Maksim begins to count the people who live in the row of houses next to the farm until he realizes the woman is referring to only his family.

Maksim says, “Two in our household,” knowing that is no longer true.

He hangs up. The noise startles the dog awake. The dog follows Maksim back to the house, and once he is safely inside, she bolts into the field toward the far woods. She is no one’s dog, but for the past few weeks she has followed only him. He leaves the door open for her. His uncle would have never allowed that, but his uncle is three weeks dead, so what does it matter now?

Maksim is like the dog. He does what he wants. He wears what he wants to wear and eats when he wants to eat. He doesn’t make up the mattress on the floor, and it doesn’t matter if he knocks over a glass, waking himself up from a dream he keeps having in which people are speaking to him in different languages he has never heard before. There is no one to explain the dream or to chastise him or to tell him to go to the corner store and see if there is work so that he can earn some money for the house.

There are only his uncle’s things everywhere: his baseball cap on the wall hook, his tin mug and his stack of car magazines in this one-room house Maksim has lived in for longer than his father has been away. There is the door always swinging open from the wind that comes at the end of summer, and outside the barley that hasn’t had rain in a long time, long enough for Maksim to know that it has been a bad year; a bad year after several and there is talk of the migrant workers not returning.

Through the doorframe, he can still see the tire tracks of his uncle’s taxicab. The company came the other day and towed it. As his neighbors watched, the truck driver tossed a road map to Maksim and told him it had been in the taxi’s glove compartment. Maksim waited until he was alone before opening the map, wondering if by chance something else was folded in it, some secret message for him. But it was only a map, one his uncle hardly ever used because he knew the roads.

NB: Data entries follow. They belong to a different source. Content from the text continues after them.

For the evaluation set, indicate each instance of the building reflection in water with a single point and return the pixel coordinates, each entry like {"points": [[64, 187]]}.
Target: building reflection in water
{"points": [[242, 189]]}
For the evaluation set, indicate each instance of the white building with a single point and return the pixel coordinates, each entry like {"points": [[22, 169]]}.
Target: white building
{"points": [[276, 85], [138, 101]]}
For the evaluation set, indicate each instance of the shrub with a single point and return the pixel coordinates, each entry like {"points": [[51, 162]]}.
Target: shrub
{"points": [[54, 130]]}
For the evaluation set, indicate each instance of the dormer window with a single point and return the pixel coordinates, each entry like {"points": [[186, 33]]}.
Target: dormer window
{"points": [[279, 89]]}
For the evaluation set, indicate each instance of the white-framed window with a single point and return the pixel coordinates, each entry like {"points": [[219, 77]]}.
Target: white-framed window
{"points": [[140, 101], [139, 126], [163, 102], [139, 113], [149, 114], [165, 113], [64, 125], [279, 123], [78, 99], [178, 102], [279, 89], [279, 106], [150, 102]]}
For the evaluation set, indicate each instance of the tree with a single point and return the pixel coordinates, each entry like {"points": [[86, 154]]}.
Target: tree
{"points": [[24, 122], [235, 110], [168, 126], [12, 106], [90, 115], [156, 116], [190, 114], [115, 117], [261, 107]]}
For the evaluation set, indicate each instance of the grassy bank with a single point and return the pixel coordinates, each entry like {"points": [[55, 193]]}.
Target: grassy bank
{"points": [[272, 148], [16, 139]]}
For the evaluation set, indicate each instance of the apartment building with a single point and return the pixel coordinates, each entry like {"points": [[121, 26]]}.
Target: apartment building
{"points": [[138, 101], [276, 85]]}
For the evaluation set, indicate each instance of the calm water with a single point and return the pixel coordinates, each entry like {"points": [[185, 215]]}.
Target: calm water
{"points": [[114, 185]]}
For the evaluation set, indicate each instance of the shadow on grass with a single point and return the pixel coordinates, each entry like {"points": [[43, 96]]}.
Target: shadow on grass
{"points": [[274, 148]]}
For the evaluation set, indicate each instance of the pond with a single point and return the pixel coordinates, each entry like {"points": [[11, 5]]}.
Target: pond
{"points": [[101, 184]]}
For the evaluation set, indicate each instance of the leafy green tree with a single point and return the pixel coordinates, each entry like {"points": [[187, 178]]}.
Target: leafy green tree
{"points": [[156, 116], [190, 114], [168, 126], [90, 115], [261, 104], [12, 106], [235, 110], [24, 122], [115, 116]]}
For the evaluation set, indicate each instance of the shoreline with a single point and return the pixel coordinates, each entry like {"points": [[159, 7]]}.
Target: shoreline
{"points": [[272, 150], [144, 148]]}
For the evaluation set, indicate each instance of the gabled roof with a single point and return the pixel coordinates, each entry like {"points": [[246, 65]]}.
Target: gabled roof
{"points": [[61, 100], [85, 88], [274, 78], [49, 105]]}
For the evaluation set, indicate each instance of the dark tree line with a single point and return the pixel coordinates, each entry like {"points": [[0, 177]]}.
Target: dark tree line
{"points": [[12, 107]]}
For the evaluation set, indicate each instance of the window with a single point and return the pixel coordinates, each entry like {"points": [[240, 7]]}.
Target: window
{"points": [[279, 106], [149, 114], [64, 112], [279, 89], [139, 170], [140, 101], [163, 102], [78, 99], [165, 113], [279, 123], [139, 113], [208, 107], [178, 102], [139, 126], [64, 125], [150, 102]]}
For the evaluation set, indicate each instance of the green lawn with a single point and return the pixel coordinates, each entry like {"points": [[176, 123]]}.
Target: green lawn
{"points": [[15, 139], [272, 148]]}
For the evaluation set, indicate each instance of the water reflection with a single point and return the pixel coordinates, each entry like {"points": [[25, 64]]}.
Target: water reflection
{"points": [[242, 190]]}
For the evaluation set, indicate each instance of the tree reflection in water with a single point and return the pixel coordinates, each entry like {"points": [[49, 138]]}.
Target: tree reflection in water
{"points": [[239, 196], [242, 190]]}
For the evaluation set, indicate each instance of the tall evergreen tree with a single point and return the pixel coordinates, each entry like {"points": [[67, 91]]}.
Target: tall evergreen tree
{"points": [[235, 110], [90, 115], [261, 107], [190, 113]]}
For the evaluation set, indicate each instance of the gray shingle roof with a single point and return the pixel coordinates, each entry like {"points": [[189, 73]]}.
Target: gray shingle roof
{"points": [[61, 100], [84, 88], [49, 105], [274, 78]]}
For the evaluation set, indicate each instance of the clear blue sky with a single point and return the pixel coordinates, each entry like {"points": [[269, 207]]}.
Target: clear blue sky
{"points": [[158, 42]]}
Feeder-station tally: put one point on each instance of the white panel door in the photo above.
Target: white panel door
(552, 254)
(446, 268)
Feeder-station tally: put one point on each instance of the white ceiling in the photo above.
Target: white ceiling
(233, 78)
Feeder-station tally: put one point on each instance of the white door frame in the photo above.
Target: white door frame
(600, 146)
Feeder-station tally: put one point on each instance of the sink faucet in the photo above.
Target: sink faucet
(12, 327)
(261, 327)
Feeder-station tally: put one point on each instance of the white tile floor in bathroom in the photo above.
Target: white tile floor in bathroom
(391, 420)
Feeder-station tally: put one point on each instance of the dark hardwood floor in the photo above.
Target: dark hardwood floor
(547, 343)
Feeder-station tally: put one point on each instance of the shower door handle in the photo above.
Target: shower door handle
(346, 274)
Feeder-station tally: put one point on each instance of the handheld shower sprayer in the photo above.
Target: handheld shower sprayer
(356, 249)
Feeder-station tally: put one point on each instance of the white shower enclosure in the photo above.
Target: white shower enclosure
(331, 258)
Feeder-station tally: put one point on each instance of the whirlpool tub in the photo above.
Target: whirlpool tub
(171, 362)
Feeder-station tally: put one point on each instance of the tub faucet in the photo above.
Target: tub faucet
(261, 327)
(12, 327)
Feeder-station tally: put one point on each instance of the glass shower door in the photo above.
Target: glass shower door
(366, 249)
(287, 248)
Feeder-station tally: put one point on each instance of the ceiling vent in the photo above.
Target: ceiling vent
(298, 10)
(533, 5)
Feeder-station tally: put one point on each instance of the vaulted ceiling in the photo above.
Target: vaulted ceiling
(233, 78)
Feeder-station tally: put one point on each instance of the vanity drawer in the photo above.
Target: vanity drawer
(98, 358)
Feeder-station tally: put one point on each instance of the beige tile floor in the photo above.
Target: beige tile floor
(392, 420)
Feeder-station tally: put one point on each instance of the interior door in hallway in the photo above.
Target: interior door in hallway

In the mailbox yesterday was a letter telling Maksim that his uncle owes money for the cab. Next month, Maksim will owe rent for the house. For the fourth time this week, he heads out to the corner store to ask the owner if he can do anything today. The owner ignores him and opens boxes of instant ramen as the newscaster on the television describes a skirmish at the border with Chechnya.

Then the man tosses Maksim a ramen pack and says, “Why do you all keep eating only this shit?”

Later, Maksim opens the map again, but Chechnya isn’t there. Sakhalin Island is there. East of where he is, next to the Sea of Japan. It is 950 kilometers long and 160 kilometers wide. It is like a giant, leaping fish. He draws a route from the mainland coast to the island coast, 100 kilometers back and forth, he reckons, and then spots a town called Terney on the mainland that he can get to in a few hours.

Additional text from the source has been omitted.